Sevilay Yılman CHP kulislerini iyi koklayan bir gazeteci.
“Kılıçdaroğlu mu güçlü, İmamoğlu mu?” yazısından anlıyoruz ki Kemal
Bey’in Cumhurbaşkanı adayı seçeneklerinden biri hâlâ Abdullah Gül.
O olmazsa bir başkası. Hatta Aziz Yıldırım bile Kılıçdaroğlu’nun
düşündüğü bir isim. Herkes var ama İmamoğlu yok. Kemal Kılıçdaroğlu
daha önce de yazdığım gibi, koltuğunu kaptırmaktan korkuyor.
İmamoğlu’nu dışlayarak CHP’deki koltuğunu sağlamlaştırmak istiyor.
Niye? Çünkü İmamoğlu Başkanlık Sistemi’ni benimseyen biri. Yani hem
Cumhurbaşkanı hem de CHP Genel Başkanı olmak istiyor.
Kemal Kılıçdaroğlu, İmamoğlu’nu dışlarken, Millet
İttifakı’nın bir diğer ortağı Meral Akşener ne yapıyor? O da
Kılıçdaroğlu gibi, İmamoğlu’nun adaylığına karşı mı çıkıyor?

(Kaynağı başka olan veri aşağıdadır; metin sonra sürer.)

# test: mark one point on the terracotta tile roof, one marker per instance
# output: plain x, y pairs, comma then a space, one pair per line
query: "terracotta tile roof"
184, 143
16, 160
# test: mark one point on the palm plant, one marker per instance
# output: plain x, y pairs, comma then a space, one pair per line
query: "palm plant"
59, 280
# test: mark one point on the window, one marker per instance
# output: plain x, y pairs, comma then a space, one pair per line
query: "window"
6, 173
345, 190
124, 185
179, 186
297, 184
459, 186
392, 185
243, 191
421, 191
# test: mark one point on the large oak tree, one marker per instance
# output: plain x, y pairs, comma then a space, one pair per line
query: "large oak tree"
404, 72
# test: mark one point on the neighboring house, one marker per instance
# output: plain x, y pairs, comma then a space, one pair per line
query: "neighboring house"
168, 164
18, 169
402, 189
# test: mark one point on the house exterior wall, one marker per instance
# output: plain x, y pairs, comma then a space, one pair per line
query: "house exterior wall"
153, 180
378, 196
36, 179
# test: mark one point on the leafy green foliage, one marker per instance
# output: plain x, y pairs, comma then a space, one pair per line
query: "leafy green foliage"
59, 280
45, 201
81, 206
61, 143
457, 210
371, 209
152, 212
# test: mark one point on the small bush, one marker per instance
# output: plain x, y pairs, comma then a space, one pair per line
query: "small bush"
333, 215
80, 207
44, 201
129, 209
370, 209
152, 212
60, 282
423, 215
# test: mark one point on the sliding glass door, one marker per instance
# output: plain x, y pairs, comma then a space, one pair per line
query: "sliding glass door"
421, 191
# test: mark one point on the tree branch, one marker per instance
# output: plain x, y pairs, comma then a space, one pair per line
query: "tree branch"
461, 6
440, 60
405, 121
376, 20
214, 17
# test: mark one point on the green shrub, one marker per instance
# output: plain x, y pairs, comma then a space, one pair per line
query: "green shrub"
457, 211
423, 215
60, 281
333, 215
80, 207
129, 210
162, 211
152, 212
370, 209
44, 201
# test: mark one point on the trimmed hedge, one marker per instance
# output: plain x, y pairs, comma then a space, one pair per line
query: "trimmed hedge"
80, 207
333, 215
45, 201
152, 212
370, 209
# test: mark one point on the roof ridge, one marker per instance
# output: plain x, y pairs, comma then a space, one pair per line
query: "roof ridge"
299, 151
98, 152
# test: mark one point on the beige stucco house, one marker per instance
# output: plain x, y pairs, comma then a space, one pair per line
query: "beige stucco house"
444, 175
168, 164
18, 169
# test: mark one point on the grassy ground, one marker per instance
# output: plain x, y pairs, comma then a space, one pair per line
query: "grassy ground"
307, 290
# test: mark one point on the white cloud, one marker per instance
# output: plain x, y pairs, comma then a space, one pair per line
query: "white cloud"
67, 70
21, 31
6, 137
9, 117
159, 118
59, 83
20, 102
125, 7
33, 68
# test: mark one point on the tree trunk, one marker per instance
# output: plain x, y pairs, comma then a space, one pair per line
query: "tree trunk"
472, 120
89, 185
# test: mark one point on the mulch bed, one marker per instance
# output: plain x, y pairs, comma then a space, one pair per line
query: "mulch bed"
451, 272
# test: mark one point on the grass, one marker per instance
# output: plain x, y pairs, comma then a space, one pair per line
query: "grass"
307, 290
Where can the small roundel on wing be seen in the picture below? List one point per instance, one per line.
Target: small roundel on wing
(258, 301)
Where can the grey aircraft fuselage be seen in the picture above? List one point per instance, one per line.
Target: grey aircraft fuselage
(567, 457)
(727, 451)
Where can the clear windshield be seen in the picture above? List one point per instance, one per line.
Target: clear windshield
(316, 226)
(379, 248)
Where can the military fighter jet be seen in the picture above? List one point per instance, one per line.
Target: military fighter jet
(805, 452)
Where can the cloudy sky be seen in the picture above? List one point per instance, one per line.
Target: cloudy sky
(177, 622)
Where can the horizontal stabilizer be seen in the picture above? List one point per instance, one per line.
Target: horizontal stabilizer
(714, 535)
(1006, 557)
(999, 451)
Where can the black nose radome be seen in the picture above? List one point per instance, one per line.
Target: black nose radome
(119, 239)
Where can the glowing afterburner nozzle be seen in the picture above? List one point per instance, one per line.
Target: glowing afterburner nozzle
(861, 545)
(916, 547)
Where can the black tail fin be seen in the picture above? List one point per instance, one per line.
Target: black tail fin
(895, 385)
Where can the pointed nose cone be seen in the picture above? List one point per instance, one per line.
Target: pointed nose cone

Akşener, ikinci turda kazanamayacağını biliyor. Bir
sohbette, oyunun partisinin altında olduğunu söylemiş. “İmamoğlu
mu, Mansur Yavaş mı?” tercihini o sohbette belli etmiş. Gönlünde
yatan arslanın İmamoğlu olduğunu açık açık söylemese de, imada
bulunmuş.
Meral Akşener, biliyorsunuz 30 Ağustos’ta Ekrem
İmamoğlu’nu İstanbul’un Fatih’i ilan etti. Yani gönlündeki Fatih’in
Ekrem İmamoğlu olduğunu söyledi:
"1453, Fatih Sultan Mehmet, aynı senin gibi, dedi ki 'Ya
İstanbul beni alır, ya ben İstanbul'u alırım'. Bizans'a rağmen,
Avrupa'ya rağmen, Haçlılar'a rağmen, ya İstanbul'u alırım, ya
İstanbul beni alır". İki kararlı lider, ve İstanbul alındı."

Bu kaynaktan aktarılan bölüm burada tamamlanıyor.